Budgetary concerns have hampered the SLS social life. I can spare the few bucks to hit the cheap watering hole, but that’s about it. One of my friends is in a band and playing at a popular bar tonight. I had every intention of going, but I took a nap in the afternoon and was so wiped out when I woke up to get ready I crapped out. The idea of having to drive to an area where parking is non existent in 20 degree weather with a small budget just wasn’t hitting me. I got close though. I showered, did hair and make-up and was ready to walk out the door with keys in hand when I made the mistake of sitting down to Mapquest something and could not get my tired, fat ass up. Off to McDonald’s I went and came back to watch a Jackass movie marathon on Comedy Central. How lame am I. (Don’t answer that!)
Being single without family I am faced with the first major holiday of the season after losing my mom in May, Thanksgiving. We were estranged for years, but her death really changed something in me. Not having a boyfriend means not having anyone. Of course I have friends, but I will never, ever ask any of them to have me over. I would stay home alone before I would ever beg anyone to include me. I’ve had so many friends ask me why I didn’t tell them I was alone and that they would’ve had me over. I’m not one to impose. Last year one of my girlfriends invited me to her house for Thanksgiving and I absolutely loved it. No invite this year. Other friends have plans. One my friends, who considers me his “fag hag”, texted me tonight to ask about my plans and insisted I come to his parents place. He has a large family, but they’re spread out across the country, so it’s just him, his parents, and his grandparents. Not sure how I feel about it, but I love this guy, and he’s taking pity on me even though he insists he isn’t and told me flat out I had plans with him. Have I mentioned how much being single sucks?
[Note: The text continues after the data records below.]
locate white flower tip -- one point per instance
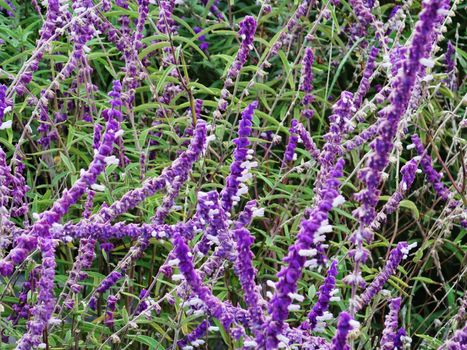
(293, 307)
(98, 187)
(427, 62)
(271, 284)
(111, 160)
(354, 324)
(338, 201)
(259, 212)
(6, 125)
Now, on to rule #46 of being a single girl: Never, ever, ever watch Four Weddings and a Funeral drunk and alone. Ever. I haven’t watched it in years, and I was chilling at home with a nice cabernet when it came on and I cried my eyes out. See, the problem was not the movie. Well, ok, I do lose it when Hugh Grant does the whole “In the words of David Cassiday, I think I love you” line to the girl he loves but is marrying someone else. What girl wouldn’t. The more I watched the movie the more I socked myself back into reality. Throughout the year I haven’t dated much with everything going on and no one has asked me out. I kinda forgot how alone I was and will be and the movie clearly reminded me. I allowed myself to forget that I will never again have someone tell me they love me, I will never get married and I will never have the children and family life I so dearly want. Why am I so stupid to forget? Get complacent? I think I need a nice big sign on my fridge or a mirror in my room, a la Stuart Smalley. Instead of saying “I’m good enough, I’m smart enough, and dog gone it, people like me” I need to say “You will be alone for the rest of your life. Don’t forget it shithead!” No family, no husband, no kids, nothing. Get use to spending plenty of Thanksgivings, Christmases and NYEs in front of the TV with a bottle of wine and a pizza or steak tacos.
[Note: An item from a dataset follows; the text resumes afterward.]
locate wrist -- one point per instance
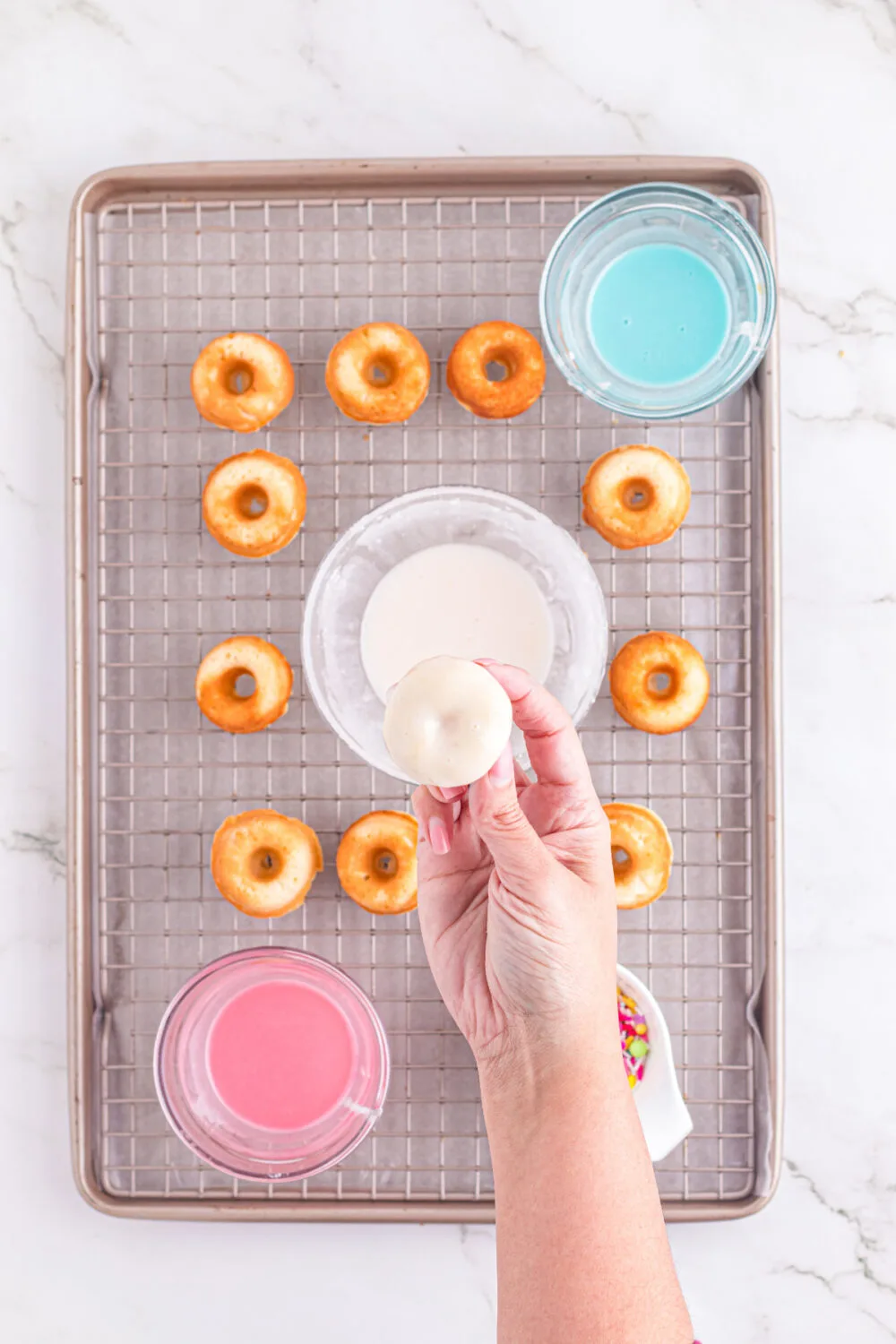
(536, 1066)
On a lighter note, I am thrilled that one of my closest friends, and ex-boyfriends, is coming to Chicago from Texas in two weeks and we’re hanging out for a night on the town. I haven’t seen him in a few years but it’s gonna be a blast. I got two hotels rooms for us downtown so we can go out, party, and crash without driving. And no folks – he’s been married for years, so no nookie-nookie. He’s an honorable guy, and as much as I love and adore him he’s like a brother to me at this point. Thus, two separate rooms. However, Jose Cuervo has always been a friend of ours, so tons o’ fun we shall have.
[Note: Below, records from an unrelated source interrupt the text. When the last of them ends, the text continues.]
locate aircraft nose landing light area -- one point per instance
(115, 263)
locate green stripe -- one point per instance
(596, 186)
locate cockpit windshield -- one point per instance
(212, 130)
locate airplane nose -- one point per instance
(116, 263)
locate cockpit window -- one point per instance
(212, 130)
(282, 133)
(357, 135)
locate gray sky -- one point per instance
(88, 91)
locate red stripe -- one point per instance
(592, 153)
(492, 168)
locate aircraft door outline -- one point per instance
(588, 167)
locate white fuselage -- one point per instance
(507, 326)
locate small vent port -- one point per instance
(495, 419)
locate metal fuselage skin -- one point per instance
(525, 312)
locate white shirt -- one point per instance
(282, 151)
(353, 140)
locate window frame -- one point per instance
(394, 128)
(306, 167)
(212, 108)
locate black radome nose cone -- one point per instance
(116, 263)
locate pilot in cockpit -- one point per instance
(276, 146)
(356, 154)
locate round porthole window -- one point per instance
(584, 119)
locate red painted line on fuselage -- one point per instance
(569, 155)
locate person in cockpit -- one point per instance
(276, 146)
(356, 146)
Today was our "team" Xmas lunch. Every couple months my direct boss decides she needs to be affable and takes her team out to a bad restaurant for overpriced food near the office. Today was no exception, except it was "bad Thai food", three words that never come out of my mouth. I am addicted to Thai food. I was spoiled rotten in Bangkok and beg to go back. To me, there's no such thing as bad Thai food. Until today. Ahhhh, smell that fake friendliness and conversation in the air. It's a pungent smell, mixed with a slight air smugness, accented by a touch of floral. If ever there was a business lunch when one needed a drink it's always the team lunches. And all I have to show for it hours later is a nasty round of indigestion. So much for tacos tonight.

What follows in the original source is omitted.